Silica-based surface molecular imprinting for recognition and separation of lysozymes
Abstract
A highly selective surface molecularly imprinted inorganic polymer composed of tetraethoxysilane and 3-aminopropyltriethoxysilane has been prepared by a sol–gel process on silica submicroparticles in aqueous solution under simple and mild conditions. Lysozyme (Lyz, pI 11, MW 14.4 kDa) is used as the template protein. The product polymers were characterized by FT-IR, TEM, and TG techniques to verify the successful synthesis of the MIP on the surface of silica submicroparticles. The adsorption behavior of the MIP was evaluated by adsorption capacity, imprinting factor and adsorption model. It was found that both MIP and NIP could adsorb the template protein quickly and easily owing to the low mass transfer resistance of the thin shell and their adsorption equilibrium could be reached in 5 h. Compared with the NIP, the MIP showed stronger adsorption capacity for template protein Lyz under all experimental conditions.
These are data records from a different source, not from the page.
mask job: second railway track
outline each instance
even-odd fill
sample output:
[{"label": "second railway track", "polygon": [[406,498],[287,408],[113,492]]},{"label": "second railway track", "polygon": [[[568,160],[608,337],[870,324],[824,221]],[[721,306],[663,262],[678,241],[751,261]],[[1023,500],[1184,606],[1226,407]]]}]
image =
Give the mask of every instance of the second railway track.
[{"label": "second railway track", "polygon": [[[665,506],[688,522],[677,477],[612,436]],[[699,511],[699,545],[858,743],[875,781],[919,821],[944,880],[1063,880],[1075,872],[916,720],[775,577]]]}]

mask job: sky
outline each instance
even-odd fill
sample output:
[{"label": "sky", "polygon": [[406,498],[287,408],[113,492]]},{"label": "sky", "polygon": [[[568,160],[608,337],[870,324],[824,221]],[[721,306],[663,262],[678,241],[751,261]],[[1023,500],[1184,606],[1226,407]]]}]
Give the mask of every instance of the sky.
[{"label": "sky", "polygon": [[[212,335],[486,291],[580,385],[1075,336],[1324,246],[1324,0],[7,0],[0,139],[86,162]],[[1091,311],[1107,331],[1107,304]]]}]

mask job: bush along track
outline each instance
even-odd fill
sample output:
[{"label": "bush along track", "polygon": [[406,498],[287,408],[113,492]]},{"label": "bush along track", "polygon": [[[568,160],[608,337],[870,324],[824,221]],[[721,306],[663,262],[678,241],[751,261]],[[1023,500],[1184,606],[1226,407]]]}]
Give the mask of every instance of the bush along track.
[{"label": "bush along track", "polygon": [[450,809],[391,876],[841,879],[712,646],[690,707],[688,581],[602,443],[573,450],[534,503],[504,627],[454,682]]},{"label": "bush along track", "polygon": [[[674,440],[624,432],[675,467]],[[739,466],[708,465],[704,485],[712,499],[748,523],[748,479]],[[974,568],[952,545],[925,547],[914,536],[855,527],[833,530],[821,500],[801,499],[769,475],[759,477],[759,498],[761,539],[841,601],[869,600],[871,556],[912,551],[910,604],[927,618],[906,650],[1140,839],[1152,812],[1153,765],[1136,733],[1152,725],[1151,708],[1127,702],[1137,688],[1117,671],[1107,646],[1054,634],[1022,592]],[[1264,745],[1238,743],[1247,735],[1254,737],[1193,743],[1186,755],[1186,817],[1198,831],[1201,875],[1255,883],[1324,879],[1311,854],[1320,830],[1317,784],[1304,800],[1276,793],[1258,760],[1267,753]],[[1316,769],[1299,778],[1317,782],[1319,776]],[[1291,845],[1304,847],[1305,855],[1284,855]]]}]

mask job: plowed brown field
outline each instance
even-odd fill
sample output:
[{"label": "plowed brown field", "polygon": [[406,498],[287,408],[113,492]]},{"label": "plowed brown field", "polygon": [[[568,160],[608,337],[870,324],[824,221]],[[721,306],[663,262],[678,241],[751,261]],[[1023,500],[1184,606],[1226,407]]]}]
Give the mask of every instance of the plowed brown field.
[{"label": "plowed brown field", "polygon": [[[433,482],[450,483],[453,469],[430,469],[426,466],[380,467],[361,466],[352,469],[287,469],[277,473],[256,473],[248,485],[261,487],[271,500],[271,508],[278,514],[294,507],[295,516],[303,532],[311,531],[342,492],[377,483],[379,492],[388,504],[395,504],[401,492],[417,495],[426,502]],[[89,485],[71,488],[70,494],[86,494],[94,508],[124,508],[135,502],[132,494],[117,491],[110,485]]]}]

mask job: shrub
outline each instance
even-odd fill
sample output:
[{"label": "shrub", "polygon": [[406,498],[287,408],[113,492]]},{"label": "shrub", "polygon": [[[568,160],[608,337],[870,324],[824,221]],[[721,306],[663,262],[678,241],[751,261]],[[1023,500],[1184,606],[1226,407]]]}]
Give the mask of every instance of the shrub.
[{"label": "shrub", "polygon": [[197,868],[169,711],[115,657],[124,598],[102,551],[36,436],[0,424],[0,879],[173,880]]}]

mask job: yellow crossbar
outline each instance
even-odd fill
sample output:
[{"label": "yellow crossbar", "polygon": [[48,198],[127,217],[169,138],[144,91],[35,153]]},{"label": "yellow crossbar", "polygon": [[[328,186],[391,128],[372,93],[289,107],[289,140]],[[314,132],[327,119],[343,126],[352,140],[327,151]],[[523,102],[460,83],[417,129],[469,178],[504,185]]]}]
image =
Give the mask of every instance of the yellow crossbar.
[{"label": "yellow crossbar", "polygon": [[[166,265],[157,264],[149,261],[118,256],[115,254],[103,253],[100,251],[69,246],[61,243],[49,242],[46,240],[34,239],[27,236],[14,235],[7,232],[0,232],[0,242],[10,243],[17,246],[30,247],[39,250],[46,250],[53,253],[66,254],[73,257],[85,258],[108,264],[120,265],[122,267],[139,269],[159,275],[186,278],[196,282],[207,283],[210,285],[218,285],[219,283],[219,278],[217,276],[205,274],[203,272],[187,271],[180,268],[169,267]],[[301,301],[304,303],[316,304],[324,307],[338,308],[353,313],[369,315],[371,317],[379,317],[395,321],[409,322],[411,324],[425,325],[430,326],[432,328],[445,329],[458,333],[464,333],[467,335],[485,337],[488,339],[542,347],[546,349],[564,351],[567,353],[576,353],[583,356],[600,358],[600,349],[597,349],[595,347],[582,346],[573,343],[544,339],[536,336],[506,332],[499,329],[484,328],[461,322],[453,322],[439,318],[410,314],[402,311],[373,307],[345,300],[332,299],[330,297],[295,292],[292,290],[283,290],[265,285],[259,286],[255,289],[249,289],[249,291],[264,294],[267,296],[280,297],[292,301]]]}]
The mechanism for static adsorption of Lyz onto the MIP was found to follow the Langmuir adsorption model which was further used to calculate the maximum adsorption capacity Qmax and gave a result of 90.33 mg g−1 in theory. The MIP adsorbent could be reused twice without significant loss in adsorption capacity. The MIP indicated excellent recognition and binding affinity toward Lyz, whose selectivity factor β for Lyz relative to reference proteins bovine serum albumin (BSA, pI 4.9, MW 69.0 kDa), bovine hemoglobin (BHb, pI 6.9, MW 65.0 kDa) and ovalbumin (OVA, pI 4.7, MW 43.0 kDa) were 2.36, 2.22, and 2.24, respectively. It was shown that the shape memory and the size effect were the major factors for the recognition. This imprinted inorganic polymer was used to specifically adsorb the Lyz from the protein mixture, which demonstrated its potential selectivity.